Can TiDB's temporary tables be used in this scenario?

Note:
This topic has been translated from a Chinese forum by GPT and might contain errors.

Original topic: TIDB的临时表可以在该场景下使用吗?

| username: clearcodecn

To improve efficiency, please provide the following information. Clear problem descriptions can be resolved faster:
【TiDB Usage Environment】Production
【TiDB Version】5.7.25-TiDB-v5.4.0
【Encountered Problem】Too many sub-conditions in ‘in’, poor performance of inner join on large tables
【Reproduction Path】
Two tables, a and b, each with data volumes in the tens of millions. Both query statements include tenant indexes, as shown below:

select count(distinct a.customerId) as count from a inner join b on a.customerId = b.id and a.company_id = b.company_id where a.company_id = 'uuid-1' and b.uids in ('1','2'......up to 1000''); 

【Problem Phenomenon and Impact】

Cluster complexity around 60%, the query times out without returning, and CPU spikes to over 90%.

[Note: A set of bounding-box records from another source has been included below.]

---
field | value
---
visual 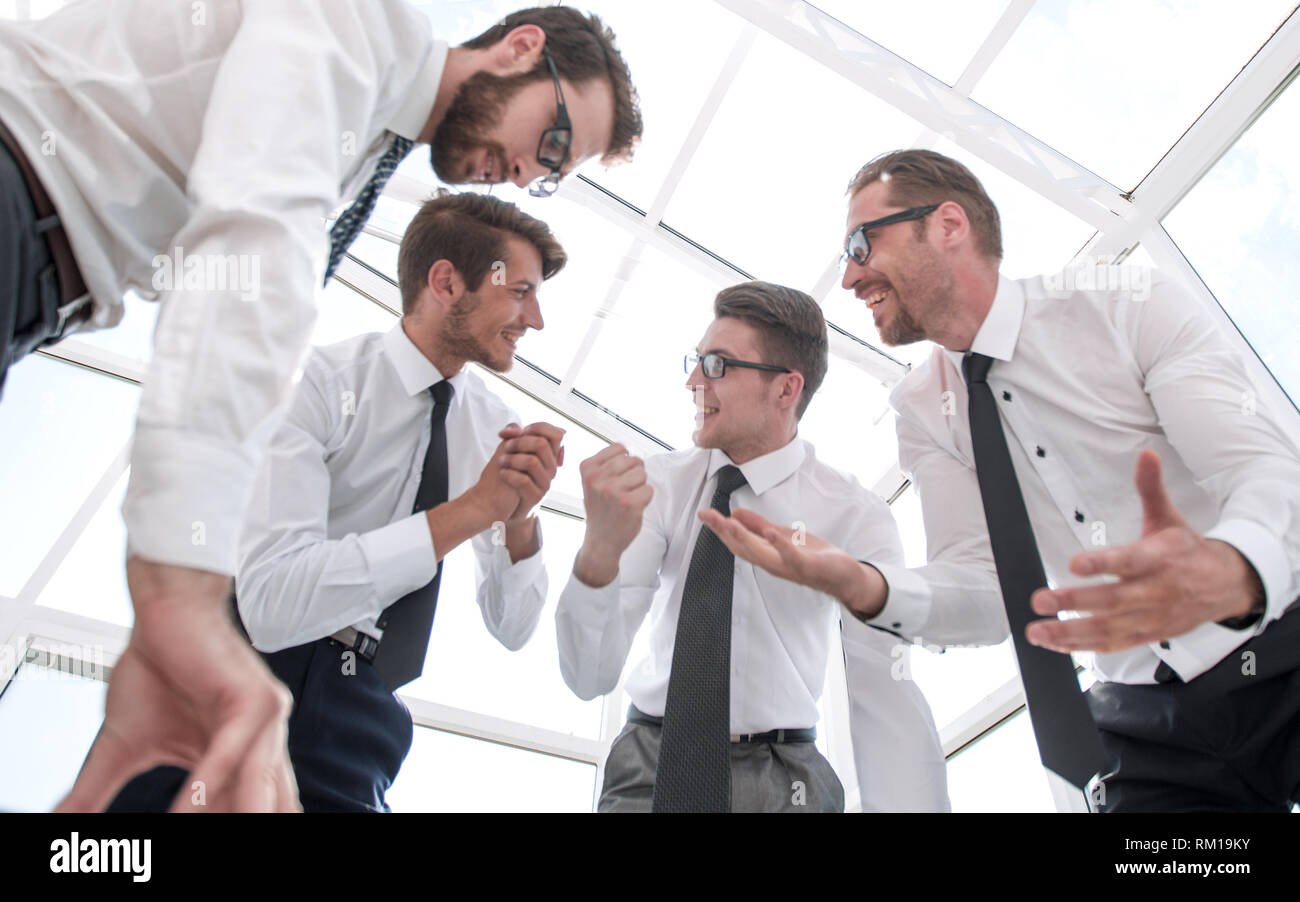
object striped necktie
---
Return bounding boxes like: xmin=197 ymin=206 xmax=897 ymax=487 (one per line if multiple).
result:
xmin=325 ymin=135 xmax=415 ymax=285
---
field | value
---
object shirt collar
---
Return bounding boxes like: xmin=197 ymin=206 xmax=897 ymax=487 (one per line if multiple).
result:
xmin=389 ymin=40 xmax=449 ymax=140
xmin=944 ymin=273 xmax=1024 ymax=372
xmin=707 ymin=437 xmax=807 ymax=495
xmin=384 ymin=320 xmax=469 ymax=406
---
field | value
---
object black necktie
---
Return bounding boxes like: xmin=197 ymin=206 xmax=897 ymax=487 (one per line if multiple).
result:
xmin=374 ymin=380 xmax=452 ymax=691
xmin=962 ymin=354 xmax=1102 ymax=789
xmin=653 ymin=464 xmax=745 ymax=812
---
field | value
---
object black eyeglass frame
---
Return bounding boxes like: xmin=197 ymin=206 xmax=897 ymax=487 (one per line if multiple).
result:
xmin=840 ymin=204 xmax=940 ymax=266
xmin=528 ymin=47 xmax=573 ymax=198
xmin=681 ymin=351 xmax=794 ymax=380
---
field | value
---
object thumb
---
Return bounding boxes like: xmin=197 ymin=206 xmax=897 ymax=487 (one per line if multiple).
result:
xmin=1134 ymin=448 xmax=1187 ymax=538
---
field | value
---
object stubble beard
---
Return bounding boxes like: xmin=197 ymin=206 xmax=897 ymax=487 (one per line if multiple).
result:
xmin=441 ymin=291 xmax=515 ymax=373
xmin=880 ymin=240 xmax=954 ymax=347
xmin=429 ymin=71 xmax=536 ymax=185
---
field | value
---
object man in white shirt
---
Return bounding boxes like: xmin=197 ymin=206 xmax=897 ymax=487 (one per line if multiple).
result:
xmin=555 ymin=282 xmax=948 ymax=812
xmin=111 ymin=192 xmax=566 ymax=812
xmin=0 ymin=0 xmax=641 ymax=810
xmin=719 ymin=151 xmax=1300 ymax=811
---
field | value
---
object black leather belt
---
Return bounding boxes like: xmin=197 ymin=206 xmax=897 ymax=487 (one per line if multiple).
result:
xmin=0 ymin=113 xmax=95 ymax=344
xmin=329 ymin=626 xmax=380 ymax=663
xmin=628 ymin=704 xmax=816 ymax=742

A few days ago, I saw a mention of temporary tables in the documentation, so I conducted an experiment:

CREATE TEMPORARY TABLE users (
    id varchar(255) not null primary key
);

insert into users (id) values ('1','2' ....)

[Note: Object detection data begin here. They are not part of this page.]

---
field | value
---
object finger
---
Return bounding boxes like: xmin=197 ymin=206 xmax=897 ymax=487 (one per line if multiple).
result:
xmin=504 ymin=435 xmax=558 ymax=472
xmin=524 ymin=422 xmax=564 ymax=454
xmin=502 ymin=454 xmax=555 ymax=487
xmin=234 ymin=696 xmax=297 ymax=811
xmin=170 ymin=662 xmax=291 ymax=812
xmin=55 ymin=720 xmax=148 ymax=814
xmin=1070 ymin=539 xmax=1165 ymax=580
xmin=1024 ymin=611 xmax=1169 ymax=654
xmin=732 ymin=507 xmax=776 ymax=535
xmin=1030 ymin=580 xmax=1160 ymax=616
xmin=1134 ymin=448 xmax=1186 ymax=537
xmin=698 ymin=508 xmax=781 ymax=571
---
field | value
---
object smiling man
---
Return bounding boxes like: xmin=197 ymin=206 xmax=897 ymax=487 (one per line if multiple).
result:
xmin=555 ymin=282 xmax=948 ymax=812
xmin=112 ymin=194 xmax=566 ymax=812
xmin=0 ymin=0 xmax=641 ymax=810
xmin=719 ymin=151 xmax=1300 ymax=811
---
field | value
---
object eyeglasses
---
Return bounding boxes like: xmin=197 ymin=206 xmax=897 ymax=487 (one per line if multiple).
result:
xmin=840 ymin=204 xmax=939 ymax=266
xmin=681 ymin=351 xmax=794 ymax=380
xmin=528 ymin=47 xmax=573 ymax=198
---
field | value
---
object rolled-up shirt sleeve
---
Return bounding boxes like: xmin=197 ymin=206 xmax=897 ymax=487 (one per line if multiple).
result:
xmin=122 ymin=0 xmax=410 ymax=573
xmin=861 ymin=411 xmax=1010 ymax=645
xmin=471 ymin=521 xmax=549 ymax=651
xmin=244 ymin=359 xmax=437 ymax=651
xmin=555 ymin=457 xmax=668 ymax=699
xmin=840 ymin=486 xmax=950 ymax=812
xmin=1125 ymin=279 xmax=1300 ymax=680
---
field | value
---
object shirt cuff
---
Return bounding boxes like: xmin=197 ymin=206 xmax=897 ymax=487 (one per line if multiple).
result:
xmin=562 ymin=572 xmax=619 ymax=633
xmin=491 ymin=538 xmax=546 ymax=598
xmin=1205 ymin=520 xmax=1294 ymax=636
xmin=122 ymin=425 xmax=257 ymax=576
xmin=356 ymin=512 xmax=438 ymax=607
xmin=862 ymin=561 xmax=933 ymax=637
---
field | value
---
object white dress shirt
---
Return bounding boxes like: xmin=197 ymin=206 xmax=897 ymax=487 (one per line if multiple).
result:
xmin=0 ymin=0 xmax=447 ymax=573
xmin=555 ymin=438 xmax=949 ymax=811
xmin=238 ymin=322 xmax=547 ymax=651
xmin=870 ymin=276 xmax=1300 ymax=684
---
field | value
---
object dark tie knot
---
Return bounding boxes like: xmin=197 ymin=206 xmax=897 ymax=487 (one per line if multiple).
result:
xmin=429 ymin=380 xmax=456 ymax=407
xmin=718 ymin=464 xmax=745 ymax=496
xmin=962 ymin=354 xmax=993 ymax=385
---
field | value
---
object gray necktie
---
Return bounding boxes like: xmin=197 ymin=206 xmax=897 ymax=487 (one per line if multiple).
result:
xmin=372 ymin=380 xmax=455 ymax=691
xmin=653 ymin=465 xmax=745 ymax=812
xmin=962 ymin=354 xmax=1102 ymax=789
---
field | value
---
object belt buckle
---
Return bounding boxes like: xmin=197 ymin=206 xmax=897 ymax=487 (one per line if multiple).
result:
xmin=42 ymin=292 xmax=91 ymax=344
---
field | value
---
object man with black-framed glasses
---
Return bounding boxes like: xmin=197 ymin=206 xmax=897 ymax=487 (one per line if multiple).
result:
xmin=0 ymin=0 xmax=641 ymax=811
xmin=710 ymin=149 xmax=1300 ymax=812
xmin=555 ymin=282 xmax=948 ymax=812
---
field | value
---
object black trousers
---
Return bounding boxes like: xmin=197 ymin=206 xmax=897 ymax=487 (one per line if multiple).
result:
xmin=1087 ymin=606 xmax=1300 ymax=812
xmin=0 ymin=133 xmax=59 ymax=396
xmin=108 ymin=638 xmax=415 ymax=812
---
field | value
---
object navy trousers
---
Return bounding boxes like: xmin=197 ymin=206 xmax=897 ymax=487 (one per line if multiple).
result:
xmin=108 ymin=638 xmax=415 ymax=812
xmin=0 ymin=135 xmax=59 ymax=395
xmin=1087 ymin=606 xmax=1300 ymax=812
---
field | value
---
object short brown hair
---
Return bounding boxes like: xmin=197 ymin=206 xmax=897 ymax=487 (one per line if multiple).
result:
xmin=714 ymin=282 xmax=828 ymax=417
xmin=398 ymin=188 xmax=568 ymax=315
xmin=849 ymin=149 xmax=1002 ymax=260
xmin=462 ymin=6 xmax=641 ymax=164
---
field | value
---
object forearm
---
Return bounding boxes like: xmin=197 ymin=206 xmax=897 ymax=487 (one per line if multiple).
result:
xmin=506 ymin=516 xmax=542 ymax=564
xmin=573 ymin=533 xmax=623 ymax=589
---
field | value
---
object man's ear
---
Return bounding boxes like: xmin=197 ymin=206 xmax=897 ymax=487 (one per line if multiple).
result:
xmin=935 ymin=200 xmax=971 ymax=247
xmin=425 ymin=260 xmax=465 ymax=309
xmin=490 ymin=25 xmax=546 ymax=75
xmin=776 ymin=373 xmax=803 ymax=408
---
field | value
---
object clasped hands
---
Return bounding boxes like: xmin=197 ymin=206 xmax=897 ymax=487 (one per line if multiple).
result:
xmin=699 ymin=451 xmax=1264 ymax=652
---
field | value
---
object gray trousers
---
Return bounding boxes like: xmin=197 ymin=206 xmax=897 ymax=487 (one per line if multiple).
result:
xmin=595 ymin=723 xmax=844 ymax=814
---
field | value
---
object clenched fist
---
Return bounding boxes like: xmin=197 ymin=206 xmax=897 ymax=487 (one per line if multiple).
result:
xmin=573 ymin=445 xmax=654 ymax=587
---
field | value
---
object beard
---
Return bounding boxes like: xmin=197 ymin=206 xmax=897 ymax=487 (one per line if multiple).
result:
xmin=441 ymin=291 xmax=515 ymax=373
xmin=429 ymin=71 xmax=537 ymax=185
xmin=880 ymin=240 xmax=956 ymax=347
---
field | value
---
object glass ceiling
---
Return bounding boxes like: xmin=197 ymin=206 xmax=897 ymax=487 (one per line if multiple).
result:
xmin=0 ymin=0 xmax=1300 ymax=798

The modified query SQL is:

select count(distinct a.customerId) as count from a inner join b on a.customerId = b.id and a.company_id = b.company_id where a.company_id = 'uuid-1' and b.uids in (select id from users);

Found that the result returned in 1 second.

Since I’m not familiar with using temporary tables, I would like to ask if it is appropriate to use temporary tables in this scenario? If using the temporary table solution, will creating many temporary tables during server operation put too much pressure on the server?

| username: ddhe9527 | Original post link

Why does it feel like the speed isn’t an issue with this temporary table? Please share the execution plans for both SQL queries.

| username: system | Original post link

This topic was automatically closed 60 days after the last reply. New replies are no longer allowed.